Australia’s gross domestic product (GDP) for the second quarter of this year rose 0.9 percent q/q and 3.4 percent y/y in Q2, much stronger than expectations, capping off a very strong first half where annualised growth was a robust 4.1 percent. The strength was concentrated in housing construction, mining investment and public consumption, while household spending rose a moderate 0.7 percent q/q.
In particular, profits were much stronger than we expected or what the Business Indicators (released on Monday) suggested. Also, mining investment rose strongly, while farm output (and income) also rose. Providing some offset to this was weaker-than-expected non-mining investment and wages, ANZ Research reported.
Overall, the strength was concentrated in public sector consumption (+1.0 percent q/q), housing construction (+1.7 percent) and mining business investment (+5.1 percent). Consumption grew a solid 0.7 percent after an upwardly revised 0.5 percent rise in Q1 (previously +0.3 percent). Net exports made a small contribution to growth (+0.1ppt).
Non-mining investment was disappointing in the quarter (-1.7 percent, excluding the impact of transfers between the private and public sector), however upward revisions leave non-mining investment up a strong 8.8 percent y/y.
Elsewhere, private non-financial profits were up 3.5 percent q/q, while small business profits rose a strong 3.2 percent q/q.
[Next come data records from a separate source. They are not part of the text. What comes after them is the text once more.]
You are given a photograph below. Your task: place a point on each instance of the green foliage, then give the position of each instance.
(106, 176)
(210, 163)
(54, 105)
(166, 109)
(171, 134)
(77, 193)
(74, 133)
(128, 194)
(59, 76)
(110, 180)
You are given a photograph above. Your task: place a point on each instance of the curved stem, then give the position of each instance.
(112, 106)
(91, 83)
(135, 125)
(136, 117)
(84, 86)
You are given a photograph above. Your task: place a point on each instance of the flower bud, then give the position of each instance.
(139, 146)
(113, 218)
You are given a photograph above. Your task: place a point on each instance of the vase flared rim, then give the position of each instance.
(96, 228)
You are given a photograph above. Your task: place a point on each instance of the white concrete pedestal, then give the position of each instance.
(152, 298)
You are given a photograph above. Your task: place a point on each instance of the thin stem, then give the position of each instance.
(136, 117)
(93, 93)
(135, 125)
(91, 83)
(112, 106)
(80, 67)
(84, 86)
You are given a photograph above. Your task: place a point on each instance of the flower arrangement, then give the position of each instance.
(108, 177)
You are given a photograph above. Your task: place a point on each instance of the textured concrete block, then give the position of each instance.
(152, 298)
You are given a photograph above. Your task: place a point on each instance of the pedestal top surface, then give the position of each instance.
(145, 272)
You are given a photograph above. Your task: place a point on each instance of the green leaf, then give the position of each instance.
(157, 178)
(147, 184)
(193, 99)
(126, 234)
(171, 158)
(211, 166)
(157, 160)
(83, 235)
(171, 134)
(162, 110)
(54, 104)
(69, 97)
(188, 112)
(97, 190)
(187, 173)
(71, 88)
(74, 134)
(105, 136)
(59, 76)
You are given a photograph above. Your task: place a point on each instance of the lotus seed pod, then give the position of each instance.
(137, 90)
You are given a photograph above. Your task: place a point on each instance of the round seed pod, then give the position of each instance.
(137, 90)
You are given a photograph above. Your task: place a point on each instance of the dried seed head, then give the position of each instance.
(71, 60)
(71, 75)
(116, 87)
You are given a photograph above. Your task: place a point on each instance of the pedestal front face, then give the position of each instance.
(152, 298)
In terms of industries, the construction, professional services and health care sectors were the strongest contributors to growth in the quarter.
"The strength of the GDP report vindicates the RBA’s upbeat messaging around the economy and the stronger starting point suggests that the Bank is likely to remain positive about the outlook. Our view is slightly more circumspect, with the strength in H1 unlikely to be repeated in H2, but growth to remain close to 3 percent over the next year or so," the report commented.